Type your own trade into Google — "plumber Charlottetown," "bakery Summerside," whatever you do — and see if you show up. If you don't, you're losing customers to whoever does, every single day, and most of them will never tell you they almost called.
The good news: in a market the size of PEI, showing up is very winnable. Here are the five fixes, in the exact order they matter.
Fix 1: Claim your Google Business Profile (free, one hour)
The map results with stars and phone numbers — that's Google Business Profile (GBP), and it's the single biggest factor in local search. Not your website. This.
If you haven't claimed yours: go to google.com/business, claim or create your listing, and fill in everything — categories, hours, services, photos, description. A complete profile dramatically outranks a bare one. Add real photos of your actual work and location; profiles with photos get far more calls and direction requests than empty ones.
This one fix, done properly, puts many PEI businesses on the map — literally — within weeks.
Fix 2: Get reviews, consistently
Reviews are the currency of local search. A business with 25 reviews and a 4.7 rating will sit above one with 3 reviews almost every time — and more importantly, customers pick the reviewed one even when both show up.
The system is simple: ask every happy customer, at the moment they're happiest (job done, problem solved), with a direct link to your review page. Text or email the link — don't just say "leave us a review sometime." Two reviews a month beats twenty in one week and then silence; steady flow signals an active business.
Bonus that most businesses miss: reply to every review. It signals to Google and to readers that someone's home.
Fix 3: Make your name, address, and phone number identical everywhere
Google cross-references your business info across the web — your website, GBP, Yellow Pages, Yelp, Facebook, the Chamber directory. If your address is written three different ways in three places, or an old phone number is still floating around from 2019, Google trusts your information less and ranks you lower.
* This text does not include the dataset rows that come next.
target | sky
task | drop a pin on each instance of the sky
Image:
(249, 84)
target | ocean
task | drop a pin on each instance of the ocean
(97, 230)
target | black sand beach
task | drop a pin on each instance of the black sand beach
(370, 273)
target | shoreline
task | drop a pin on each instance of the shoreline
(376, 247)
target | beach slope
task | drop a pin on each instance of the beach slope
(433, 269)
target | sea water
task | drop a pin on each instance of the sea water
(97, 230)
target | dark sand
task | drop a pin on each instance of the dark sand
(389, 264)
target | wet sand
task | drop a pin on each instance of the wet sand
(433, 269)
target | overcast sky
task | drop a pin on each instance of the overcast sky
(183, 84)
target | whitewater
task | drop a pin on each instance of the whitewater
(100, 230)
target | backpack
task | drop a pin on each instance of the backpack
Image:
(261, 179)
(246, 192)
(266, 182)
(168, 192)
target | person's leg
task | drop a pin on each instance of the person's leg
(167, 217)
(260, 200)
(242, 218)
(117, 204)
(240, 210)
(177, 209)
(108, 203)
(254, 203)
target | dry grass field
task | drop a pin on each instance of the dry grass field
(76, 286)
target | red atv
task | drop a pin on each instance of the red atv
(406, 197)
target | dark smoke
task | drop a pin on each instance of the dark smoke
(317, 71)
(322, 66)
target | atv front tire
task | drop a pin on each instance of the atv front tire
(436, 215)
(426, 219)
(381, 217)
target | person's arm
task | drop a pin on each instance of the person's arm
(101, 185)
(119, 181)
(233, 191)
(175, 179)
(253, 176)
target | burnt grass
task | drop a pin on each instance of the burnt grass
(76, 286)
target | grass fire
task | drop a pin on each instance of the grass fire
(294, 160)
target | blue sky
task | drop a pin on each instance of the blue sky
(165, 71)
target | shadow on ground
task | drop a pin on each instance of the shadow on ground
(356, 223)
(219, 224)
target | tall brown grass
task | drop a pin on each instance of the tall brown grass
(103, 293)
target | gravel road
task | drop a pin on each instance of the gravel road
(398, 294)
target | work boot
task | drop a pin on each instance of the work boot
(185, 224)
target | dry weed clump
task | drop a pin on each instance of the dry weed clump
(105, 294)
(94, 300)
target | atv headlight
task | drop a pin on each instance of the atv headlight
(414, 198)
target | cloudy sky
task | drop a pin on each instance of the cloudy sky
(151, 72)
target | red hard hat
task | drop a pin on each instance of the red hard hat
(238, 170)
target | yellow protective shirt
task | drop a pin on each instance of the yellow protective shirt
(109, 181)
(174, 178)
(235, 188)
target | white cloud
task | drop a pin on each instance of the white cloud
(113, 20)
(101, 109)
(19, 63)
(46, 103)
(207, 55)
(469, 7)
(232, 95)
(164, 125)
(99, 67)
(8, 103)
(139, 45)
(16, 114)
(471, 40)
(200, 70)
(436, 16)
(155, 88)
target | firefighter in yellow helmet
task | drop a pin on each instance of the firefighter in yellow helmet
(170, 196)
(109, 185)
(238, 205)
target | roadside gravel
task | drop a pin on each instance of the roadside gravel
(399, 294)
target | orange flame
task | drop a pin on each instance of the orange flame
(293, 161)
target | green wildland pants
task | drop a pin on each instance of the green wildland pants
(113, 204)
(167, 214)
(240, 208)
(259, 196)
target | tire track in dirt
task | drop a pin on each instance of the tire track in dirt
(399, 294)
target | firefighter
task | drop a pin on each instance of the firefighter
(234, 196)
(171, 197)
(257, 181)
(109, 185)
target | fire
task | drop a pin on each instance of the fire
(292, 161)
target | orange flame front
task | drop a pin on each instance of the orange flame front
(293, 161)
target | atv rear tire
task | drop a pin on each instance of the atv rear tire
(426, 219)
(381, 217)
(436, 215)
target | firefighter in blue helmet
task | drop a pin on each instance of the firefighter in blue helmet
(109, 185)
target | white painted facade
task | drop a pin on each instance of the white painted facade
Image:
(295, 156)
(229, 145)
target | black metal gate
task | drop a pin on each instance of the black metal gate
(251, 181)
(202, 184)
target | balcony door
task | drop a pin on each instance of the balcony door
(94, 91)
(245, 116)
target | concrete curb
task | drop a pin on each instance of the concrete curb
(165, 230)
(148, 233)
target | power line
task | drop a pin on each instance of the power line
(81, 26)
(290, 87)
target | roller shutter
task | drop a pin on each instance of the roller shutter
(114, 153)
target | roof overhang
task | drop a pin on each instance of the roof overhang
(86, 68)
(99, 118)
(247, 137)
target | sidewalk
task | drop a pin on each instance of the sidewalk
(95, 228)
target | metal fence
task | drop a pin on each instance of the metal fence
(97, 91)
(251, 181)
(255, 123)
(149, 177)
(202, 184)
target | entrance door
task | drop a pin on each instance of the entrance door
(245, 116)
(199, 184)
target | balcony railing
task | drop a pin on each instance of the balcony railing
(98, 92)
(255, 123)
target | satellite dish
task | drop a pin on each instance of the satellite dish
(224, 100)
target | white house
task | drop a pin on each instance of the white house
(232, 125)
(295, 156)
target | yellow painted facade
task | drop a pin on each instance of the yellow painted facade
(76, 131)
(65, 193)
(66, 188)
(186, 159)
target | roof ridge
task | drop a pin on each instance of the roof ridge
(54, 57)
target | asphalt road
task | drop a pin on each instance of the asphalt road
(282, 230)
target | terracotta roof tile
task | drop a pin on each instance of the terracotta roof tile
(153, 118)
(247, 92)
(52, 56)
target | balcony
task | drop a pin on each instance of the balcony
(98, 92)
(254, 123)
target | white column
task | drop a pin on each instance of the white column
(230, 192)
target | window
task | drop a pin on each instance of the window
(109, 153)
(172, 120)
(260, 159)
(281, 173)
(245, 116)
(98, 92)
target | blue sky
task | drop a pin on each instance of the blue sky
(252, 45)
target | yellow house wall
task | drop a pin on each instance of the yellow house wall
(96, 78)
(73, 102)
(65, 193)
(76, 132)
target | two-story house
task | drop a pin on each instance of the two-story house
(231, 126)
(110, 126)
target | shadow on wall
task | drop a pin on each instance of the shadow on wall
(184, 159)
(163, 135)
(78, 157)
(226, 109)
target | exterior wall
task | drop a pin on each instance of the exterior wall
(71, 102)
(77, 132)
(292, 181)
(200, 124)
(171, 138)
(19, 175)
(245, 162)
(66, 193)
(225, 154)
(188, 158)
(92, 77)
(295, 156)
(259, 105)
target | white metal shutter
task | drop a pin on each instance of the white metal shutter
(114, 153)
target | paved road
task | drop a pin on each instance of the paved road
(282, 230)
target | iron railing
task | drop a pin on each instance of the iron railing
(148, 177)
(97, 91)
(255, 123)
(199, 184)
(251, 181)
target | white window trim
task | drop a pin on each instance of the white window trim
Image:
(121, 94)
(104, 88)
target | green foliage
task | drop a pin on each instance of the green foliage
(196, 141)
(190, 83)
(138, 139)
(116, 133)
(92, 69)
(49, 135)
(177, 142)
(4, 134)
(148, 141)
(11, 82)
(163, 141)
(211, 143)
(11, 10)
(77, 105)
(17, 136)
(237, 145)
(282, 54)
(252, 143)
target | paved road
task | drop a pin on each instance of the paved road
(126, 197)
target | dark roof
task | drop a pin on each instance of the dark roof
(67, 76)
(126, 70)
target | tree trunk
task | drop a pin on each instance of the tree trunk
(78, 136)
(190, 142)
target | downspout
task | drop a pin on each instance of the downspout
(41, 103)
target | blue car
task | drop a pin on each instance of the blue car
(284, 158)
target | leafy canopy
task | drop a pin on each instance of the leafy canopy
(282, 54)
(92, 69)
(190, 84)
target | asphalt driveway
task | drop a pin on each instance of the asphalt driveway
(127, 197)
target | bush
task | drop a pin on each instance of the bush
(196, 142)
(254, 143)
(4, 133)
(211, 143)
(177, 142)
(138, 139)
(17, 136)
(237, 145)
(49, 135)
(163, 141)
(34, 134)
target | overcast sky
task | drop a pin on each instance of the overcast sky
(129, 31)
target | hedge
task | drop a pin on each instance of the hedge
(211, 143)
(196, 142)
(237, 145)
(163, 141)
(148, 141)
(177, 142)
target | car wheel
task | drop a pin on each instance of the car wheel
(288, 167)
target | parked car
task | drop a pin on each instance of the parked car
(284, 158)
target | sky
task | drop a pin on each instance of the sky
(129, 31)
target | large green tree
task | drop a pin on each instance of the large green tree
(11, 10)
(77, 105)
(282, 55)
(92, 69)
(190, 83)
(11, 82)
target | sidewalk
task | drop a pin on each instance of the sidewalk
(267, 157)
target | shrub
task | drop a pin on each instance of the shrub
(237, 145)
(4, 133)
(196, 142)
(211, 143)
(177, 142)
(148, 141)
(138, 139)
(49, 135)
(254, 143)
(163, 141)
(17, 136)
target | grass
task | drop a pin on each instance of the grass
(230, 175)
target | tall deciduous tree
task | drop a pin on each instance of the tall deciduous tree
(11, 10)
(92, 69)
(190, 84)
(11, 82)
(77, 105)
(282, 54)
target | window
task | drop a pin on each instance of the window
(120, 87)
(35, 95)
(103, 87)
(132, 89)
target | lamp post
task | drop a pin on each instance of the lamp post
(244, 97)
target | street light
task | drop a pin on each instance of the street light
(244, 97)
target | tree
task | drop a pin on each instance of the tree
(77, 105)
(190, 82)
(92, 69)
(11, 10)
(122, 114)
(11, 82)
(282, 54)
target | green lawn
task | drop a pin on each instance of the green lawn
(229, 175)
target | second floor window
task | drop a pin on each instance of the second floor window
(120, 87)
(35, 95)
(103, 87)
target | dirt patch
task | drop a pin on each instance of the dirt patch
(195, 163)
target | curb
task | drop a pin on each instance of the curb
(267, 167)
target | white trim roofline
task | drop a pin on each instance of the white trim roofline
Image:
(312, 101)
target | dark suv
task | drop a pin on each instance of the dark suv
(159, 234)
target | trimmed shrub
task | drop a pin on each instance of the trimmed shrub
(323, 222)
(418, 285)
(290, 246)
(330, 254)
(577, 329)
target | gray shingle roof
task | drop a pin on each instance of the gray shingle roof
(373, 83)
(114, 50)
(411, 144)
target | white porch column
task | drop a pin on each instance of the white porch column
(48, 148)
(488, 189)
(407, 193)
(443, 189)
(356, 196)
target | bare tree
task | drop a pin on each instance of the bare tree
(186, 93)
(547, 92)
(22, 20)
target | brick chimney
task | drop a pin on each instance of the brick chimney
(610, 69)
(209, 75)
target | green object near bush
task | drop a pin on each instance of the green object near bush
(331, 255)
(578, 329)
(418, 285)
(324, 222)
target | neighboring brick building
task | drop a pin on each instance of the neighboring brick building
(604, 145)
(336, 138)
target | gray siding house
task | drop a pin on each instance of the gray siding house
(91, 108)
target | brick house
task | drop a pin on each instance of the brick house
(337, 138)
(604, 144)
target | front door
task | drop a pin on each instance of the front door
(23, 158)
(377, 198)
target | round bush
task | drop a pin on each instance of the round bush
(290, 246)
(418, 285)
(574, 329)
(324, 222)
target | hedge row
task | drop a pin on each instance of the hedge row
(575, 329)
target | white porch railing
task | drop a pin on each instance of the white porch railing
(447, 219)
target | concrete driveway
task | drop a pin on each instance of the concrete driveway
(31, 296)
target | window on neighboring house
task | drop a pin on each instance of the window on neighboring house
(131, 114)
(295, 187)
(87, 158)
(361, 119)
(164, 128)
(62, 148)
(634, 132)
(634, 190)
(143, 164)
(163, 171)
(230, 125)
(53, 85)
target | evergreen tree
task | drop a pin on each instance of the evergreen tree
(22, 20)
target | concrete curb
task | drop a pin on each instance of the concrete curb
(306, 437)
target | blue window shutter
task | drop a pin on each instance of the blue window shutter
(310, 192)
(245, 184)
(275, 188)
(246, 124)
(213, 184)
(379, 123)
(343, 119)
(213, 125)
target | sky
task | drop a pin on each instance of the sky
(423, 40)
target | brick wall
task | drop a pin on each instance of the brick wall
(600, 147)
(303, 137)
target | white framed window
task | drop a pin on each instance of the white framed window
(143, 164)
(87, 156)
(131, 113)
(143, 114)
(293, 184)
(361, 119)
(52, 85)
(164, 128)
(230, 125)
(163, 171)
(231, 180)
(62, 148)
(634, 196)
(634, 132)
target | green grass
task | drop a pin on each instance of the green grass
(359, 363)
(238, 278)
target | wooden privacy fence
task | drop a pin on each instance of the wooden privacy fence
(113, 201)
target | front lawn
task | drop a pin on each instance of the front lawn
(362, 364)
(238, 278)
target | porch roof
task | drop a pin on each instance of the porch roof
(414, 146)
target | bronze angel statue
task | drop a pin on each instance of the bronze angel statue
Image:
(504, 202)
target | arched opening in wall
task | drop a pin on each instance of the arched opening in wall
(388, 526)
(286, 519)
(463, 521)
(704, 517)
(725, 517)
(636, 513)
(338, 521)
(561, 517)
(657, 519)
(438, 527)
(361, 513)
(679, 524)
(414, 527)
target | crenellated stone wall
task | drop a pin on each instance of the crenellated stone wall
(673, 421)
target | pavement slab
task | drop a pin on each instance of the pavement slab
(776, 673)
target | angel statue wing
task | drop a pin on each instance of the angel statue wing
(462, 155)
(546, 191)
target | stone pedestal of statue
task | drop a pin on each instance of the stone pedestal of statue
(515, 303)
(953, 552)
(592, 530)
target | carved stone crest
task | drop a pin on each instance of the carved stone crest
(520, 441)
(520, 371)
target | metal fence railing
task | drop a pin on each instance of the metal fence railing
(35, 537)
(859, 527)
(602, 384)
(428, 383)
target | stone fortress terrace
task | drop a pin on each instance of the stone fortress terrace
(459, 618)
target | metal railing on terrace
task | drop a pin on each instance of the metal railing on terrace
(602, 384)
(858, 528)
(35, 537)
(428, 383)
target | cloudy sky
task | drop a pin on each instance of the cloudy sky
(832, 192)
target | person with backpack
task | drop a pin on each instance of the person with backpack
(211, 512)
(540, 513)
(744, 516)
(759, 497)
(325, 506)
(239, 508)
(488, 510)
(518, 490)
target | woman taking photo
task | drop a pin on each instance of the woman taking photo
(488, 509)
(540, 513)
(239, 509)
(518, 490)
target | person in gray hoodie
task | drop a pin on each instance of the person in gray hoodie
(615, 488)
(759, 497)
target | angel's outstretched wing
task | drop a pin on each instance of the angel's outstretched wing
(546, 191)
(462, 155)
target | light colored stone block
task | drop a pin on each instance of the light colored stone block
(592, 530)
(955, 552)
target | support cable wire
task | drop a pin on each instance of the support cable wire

Pick one exact format for your Name, Address, Phone (NAP) and make every listing match, character for character. Boring work, real results.
Fix 4: Say where you are on your actual website
You'd be amazed how many Island business websites never mention PEI. The homepage says "quality service you can trust" — but never says where. Google can't rank you for "electrician Montague" if the word Montague appears nowhere on your site.
Fixes that take an afternoon: put your town and "PEI" in your homepage title tag, mention your service area naturally in your copy, add your full address in the footer, and list the communities you actually serve.
Fix 5: Answer the questions customers actually ask
When someone asks Google — or increasingly, ChatGPT — "how much does a deck cost in PEI" or "best pizza in Charlottetown," the businesses that get shown are the ones whose websites answer those questions. An FAQ section on your site, or a simple blog answering the ten questions you hear on the phone every week, makes you the answer instead of your competitor.
This is also how you show up in AI tools: chatbots recommend businesses they can find, verify, and quote. Clear answers, real reviews, and consistent info are exactly what they look for. (For a deeper walkthrough, see our guide to local SEO for PEI.)
The honest order of operations
Do these in order: GBP → reviews → NAP cleanup → location on website → content. The first three are free and don't need a developer. If you only do one thing after reading this, claim and complete your Google Business Profile today.